Weaviate Batch Errors during Batch Insertion with v4 client

I’m trying to do a batch import of ~300k objects to my WCS vector DB. The cluster has asynchronous indexing enabled, and I’m using the v4 client.

try:
    # with client.batch.fixed_size(batch_size=300, concurrent_requests=10, consistency_level=ConsistencyLevel.QUORUM) as batch:
    with client.batch.dynamic(consistency_level=ConsistencyLevel.QUORUM) as batch:
        batch_start_time = time.time()
        for data in final_users:
            if len(str(data)) > 25000:
                print(f"Data too long!, userId: {data['userId']}, name: {data['name']}")
                continue
            batch.add_object(
                collection="CollectionName",
                properties={
                    ... # properties here as a dict, like:
                    # "name": data['name']
                    # ....
                }
            )
            if batch.number_errors > 100:
                print(f"Batch failed with {batch.number_errors} errors!")
                break
            else:
                counter += 1
                if counter % interval == 0:
                    batch_end_time = time.time()
                    print(f"Batch {counter}/{len(final_users)} done in {batch_end_time - batch_start_time:.2f} seconds, with {batch.number_errors} errors!")
                if counter % 8000 == 0:
                    print("Sleeping for 100 seconds...")
                    time.sleep(100)
                batch_start_time = time.time()  # Reset the start time for the next batch

finally:
    client.close()

I get the following errors always which is really annoying:
ErrorObject(message='update vector: connection to: OpenAI API failed with status: 503 error: Service Unavailable.',...
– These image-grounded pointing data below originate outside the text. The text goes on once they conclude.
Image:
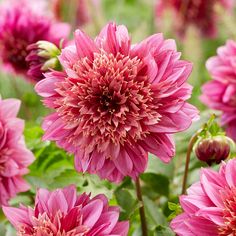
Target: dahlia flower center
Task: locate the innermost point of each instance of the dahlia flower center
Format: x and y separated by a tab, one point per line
54	226
15	51
110	102
229	213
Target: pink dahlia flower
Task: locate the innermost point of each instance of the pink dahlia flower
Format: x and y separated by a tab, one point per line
210	206
63	213
201	13
14	156
21	26
116	102
220	93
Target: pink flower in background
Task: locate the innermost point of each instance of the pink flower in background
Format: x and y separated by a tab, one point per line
210	206
201	13
220	93
62	212
21	26
14	156
116	102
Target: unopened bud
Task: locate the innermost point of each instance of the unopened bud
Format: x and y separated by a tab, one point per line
213	149
47	49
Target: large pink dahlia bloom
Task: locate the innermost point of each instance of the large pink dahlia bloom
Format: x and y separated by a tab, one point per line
116	102
20	26
200	13
63	213
220	93
210	206
14	156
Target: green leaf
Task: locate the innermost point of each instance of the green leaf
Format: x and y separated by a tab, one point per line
156	166
127	201
155	184
163	231
154	215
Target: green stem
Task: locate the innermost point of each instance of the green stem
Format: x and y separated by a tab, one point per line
141	209
188	155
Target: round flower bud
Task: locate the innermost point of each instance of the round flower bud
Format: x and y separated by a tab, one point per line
213	150
42	57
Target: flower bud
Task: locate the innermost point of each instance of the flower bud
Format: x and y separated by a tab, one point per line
42	57
213	149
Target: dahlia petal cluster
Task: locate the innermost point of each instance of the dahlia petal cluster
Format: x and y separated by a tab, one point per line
210	205
115	102
201	13
63	213
220	93
20	26
14	156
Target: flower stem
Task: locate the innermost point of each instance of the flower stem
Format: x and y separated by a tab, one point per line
188	155
141	209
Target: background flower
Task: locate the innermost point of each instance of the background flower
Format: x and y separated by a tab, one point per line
209	207
115	103
220	93
20	26
62	212
14	156
200	13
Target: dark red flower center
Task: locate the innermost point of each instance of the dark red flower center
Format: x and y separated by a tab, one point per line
111	101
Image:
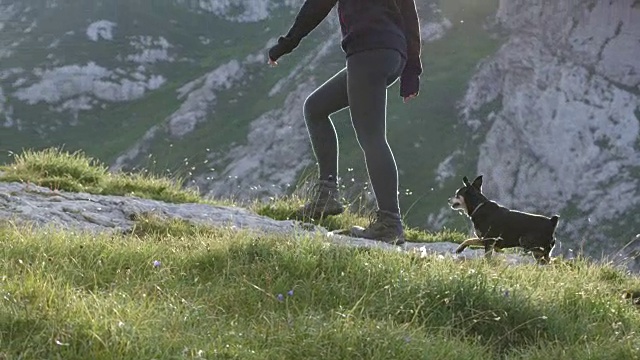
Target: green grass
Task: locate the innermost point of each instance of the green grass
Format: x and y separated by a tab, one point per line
215	293
76	172
57	169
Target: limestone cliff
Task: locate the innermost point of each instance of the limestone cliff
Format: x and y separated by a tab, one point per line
556	112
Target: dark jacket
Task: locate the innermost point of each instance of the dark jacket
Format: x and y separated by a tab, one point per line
365	24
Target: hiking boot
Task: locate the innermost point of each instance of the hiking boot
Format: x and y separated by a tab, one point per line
386	227
324	201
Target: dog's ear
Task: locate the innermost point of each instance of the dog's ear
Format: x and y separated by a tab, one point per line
477	183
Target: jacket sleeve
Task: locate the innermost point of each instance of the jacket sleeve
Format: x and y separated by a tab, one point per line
410	77
309	17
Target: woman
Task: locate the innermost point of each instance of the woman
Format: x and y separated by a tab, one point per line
381	40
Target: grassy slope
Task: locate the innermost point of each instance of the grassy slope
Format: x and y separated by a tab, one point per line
215	295
173	290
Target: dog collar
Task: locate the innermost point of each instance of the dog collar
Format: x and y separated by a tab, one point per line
476	209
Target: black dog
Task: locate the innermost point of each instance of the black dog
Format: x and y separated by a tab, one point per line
497	227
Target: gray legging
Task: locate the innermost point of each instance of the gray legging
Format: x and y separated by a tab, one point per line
361	86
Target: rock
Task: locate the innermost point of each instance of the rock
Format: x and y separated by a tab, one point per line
557	114
40	206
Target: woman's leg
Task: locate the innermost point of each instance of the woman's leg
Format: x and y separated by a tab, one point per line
329	98
368	76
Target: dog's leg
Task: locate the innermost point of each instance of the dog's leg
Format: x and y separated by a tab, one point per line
489	246
541	256
537	248
469	242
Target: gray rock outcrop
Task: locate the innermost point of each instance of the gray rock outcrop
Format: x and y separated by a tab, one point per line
562	134
40	206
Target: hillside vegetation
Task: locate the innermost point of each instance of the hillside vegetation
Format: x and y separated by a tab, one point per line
171	290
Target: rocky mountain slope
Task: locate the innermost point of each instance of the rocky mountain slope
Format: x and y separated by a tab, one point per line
543	97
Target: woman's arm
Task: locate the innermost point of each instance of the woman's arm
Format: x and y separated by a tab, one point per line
310	15
410	78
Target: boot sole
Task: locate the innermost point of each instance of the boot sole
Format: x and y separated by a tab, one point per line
357	233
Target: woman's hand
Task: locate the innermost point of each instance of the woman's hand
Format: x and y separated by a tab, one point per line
408	98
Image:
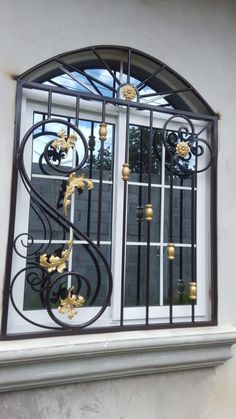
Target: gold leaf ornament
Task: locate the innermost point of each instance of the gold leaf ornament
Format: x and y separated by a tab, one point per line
75	182
129	92
63	142
70	304
182	149
56	263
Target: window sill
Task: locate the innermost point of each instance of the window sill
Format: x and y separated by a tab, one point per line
63	360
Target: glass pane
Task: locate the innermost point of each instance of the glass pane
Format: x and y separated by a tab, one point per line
37	277
135	281
181	231
51	191
138	156
91	167
86	211
136	224
93	284
181	276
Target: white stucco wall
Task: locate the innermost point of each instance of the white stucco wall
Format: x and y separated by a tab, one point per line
197	39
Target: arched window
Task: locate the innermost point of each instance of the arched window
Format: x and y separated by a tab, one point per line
113	213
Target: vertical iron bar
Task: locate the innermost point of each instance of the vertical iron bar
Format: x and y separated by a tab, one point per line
49	104
193	239
100	181
12	215
181	237
128	69
91	148
140	222
149	222
77	105
170	241
123	267
213	212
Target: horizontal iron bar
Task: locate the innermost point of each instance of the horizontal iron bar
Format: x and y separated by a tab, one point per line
136	105
110	329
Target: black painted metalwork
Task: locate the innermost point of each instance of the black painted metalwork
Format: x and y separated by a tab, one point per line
188	155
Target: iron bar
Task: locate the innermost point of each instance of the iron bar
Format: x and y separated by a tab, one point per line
91	150
117	101
181	237
128	66
106	66
167	92
193	240
125	199
140	223
149	223
143	84
49	104
170	290
100	189
90	78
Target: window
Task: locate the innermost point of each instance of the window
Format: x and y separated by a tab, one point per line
114	198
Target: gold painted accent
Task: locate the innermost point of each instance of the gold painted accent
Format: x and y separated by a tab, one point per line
129	92
55	262
193	291
180	286
182	149
70	303
72	183
63	142
148	212
103	131
170	251
125	171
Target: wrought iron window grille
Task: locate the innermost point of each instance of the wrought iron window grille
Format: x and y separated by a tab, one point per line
117	188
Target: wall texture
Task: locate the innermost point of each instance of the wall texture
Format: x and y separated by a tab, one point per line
197	39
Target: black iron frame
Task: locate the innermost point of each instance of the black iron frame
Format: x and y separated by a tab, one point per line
211	119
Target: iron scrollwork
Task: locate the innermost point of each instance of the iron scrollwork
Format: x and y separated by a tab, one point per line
189	152
46	269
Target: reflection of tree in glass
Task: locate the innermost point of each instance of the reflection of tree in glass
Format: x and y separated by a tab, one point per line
138	152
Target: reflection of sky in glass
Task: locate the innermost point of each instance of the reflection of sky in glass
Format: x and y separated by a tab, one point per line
81	83
41	141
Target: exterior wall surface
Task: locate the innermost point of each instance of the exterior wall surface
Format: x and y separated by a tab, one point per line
197	39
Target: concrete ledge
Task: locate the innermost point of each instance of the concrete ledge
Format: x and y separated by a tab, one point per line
63	360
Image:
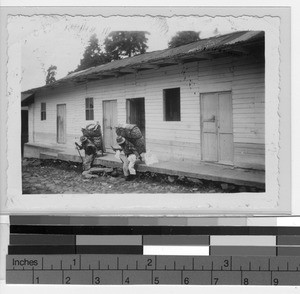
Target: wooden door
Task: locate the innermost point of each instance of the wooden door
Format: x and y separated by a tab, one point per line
135	109
110	121
216	127
61	123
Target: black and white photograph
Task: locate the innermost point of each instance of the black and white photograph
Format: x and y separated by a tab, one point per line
148	102
146	111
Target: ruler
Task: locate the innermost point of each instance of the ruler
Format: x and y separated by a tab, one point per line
123	269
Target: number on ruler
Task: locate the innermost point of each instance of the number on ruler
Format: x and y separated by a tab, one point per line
226	263
149	262
97	280
127	280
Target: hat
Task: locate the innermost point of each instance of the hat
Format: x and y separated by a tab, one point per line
120	140
83	138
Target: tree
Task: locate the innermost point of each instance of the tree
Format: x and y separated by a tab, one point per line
92	56
51	73
183	38
121	44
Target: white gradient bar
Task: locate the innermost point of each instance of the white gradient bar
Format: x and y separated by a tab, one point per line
176	250
108	240
243	240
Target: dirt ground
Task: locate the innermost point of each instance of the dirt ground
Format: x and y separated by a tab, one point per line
60	177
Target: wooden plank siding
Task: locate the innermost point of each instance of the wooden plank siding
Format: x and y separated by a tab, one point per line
180	140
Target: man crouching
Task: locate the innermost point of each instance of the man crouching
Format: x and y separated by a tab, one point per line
131	156
90	152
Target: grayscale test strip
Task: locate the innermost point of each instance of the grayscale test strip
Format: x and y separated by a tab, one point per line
89	269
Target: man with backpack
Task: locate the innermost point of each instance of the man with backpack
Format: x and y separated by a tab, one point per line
131	156
90	152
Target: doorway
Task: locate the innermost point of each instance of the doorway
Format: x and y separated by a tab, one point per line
110	120
61	123
135	110
217	127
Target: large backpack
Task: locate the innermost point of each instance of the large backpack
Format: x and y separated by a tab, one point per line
93	133
133	134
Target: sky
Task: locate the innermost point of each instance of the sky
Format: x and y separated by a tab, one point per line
60	40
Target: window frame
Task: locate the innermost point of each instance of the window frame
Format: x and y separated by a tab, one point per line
166	115
43	111
89	111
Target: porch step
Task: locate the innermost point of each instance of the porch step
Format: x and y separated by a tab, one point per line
48	155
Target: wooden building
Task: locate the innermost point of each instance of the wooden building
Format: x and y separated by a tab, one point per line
204	101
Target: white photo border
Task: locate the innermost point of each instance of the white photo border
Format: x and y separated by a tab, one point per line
275	201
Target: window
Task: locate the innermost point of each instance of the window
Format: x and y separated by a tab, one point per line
89	108
43	111
172	104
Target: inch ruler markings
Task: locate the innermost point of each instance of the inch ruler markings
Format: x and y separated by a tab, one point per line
142	269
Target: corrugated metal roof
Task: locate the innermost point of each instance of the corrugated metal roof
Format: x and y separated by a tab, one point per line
210	45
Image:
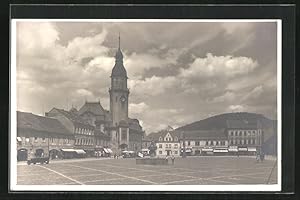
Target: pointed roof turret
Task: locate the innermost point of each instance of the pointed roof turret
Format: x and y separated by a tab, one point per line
119	69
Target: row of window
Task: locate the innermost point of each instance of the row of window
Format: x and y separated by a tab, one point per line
84	131
168	146
168	139
26	140
247	141
207	143
174	152
242	133
84	141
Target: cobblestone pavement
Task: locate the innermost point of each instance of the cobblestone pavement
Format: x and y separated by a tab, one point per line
185	171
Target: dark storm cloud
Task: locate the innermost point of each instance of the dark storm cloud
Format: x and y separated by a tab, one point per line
183	72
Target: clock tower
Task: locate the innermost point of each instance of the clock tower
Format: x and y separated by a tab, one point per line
119	92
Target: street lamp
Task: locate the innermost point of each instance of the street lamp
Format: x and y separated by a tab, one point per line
183	140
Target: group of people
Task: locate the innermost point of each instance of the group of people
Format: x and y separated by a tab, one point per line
172	158
260	157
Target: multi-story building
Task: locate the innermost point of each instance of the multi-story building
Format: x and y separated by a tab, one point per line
82	131
95	127
244	136
39	136
202	142
167	143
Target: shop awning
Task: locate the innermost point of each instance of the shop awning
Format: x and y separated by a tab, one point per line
145	150
109	150
68	150
251	148
220	150
186	150
105	150
233	150
207	150
243	149
80	151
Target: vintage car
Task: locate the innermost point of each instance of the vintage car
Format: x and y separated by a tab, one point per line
38	156
40	160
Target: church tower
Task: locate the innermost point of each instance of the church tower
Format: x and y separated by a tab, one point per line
119	92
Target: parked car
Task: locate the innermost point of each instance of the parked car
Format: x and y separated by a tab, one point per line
41	160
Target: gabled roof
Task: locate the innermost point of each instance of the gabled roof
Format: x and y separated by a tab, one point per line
71	115
134	124
162	133
93	107
40	123
101	134
205	134
242	124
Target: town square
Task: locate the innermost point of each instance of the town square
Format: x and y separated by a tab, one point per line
94	107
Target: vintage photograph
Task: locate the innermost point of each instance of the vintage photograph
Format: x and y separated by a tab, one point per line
175	105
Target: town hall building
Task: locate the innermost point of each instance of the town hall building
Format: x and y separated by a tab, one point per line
112	128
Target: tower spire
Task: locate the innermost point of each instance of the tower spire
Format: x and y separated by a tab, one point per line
119	40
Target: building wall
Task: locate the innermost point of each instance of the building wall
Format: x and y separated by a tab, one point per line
164	147
63	119
84	138
118	109
32	140
239	137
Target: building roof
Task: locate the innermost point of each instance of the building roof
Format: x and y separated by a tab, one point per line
242	124
74	117
119	69
93	107
40	123
101	134
205	134
134	124
155	136
196	135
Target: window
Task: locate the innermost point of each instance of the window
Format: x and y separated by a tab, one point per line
123	134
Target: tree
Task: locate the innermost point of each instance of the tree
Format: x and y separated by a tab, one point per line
152	148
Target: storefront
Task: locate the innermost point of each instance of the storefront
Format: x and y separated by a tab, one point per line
233	150
243	151
252	151
207	151
220	151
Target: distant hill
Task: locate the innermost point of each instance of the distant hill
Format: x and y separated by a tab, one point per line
219	122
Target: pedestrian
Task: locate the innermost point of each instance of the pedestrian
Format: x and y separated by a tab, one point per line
173	159
257	157
262	157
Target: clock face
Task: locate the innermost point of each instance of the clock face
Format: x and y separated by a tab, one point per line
123	99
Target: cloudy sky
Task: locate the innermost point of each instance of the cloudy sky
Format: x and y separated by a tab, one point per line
178	72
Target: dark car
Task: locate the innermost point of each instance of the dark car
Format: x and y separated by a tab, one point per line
40	160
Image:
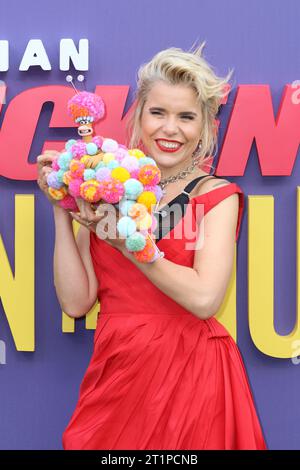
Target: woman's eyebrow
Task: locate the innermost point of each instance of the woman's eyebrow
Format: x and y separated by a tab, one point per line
156	108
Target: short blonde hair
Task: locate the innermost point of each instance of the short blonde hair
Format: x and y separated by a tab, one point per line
175	66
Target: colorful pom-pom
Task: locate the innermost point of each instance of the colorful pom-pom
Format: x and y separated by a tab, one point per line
102	173
120	174
57	194
78	149
64	160
148	199
112	191
89	174
130	163
91	148
133	188
149	174
144	223
126	226
74	187
125	205
53	181
138	211
70	143
136	153
90	191
98	140
77	168
108	157
68	203
109	145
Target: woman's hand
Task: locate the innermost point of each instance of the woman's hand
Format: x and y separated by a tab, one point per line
103	221
44	165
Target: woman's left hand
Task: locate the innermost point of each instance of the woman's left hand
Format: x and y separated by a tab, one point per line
102	221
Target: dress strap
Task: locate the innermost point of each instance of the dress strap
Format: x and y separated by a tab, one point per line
189	187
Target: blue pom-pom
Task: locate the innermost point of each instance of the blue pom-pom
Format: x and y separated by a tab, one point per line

ErrorObject(message="WeaviateBatchError('Query call with protocol GRPC batch failed with message Received http2 header with status: 502.')...

WeaviateBatchError: Query call with protocol GRPC batch failed with message Deadline Exceeded.

Here is how I am connecting to my cluster:

client = weaviate.connect_to_wcs(
    cluster_url="71b8fuq1res4bsprkp4gjq.c0-1.us-east1.gcp.weaviate.cloud",
    auth_credentials=weaviate.auth.AuthApiKey(WEAVIATE_AUTH_KEY),
    headers={
        'X-OpenAI-Api-key': OPENAI_KEY,
        'X-Cohere-Api-key': COHERE_KEY
    },
    additional_config=AdditionalConfig(
        connection=ConnectionConfig(
            session_pool_connections=30,
            session_pool_maxsize=200,
            session_pool_max_retries=3,
        ),
        timeout=(60, 180),
    )

)

There is very little in terms of error handling and documentation in the Weaviate Docs. Is there a way I could fix these errors in particular?

Weaviate Client Version: 4.5.1
Weaviate Server version: 1.24.12
I’m using OpenAI’s text-embedding-large 3 model for vectorization.

hi @aritraban !!

This error message indicates that OpenAI was the one that timed out and led Weaviate to also timeout.

This can eventually happen :grimacing:

Are you still facing this issue? It usually goes away after OpenAi misse behave.

Thanks!

The other errors are still happening (other than openai timeouts). The GRPC deadline and 502 one.

Hi @aritraban,

  1. Are you using both OpenAI and Cohere for vectorization?
    Can you share the code you used to create your collections?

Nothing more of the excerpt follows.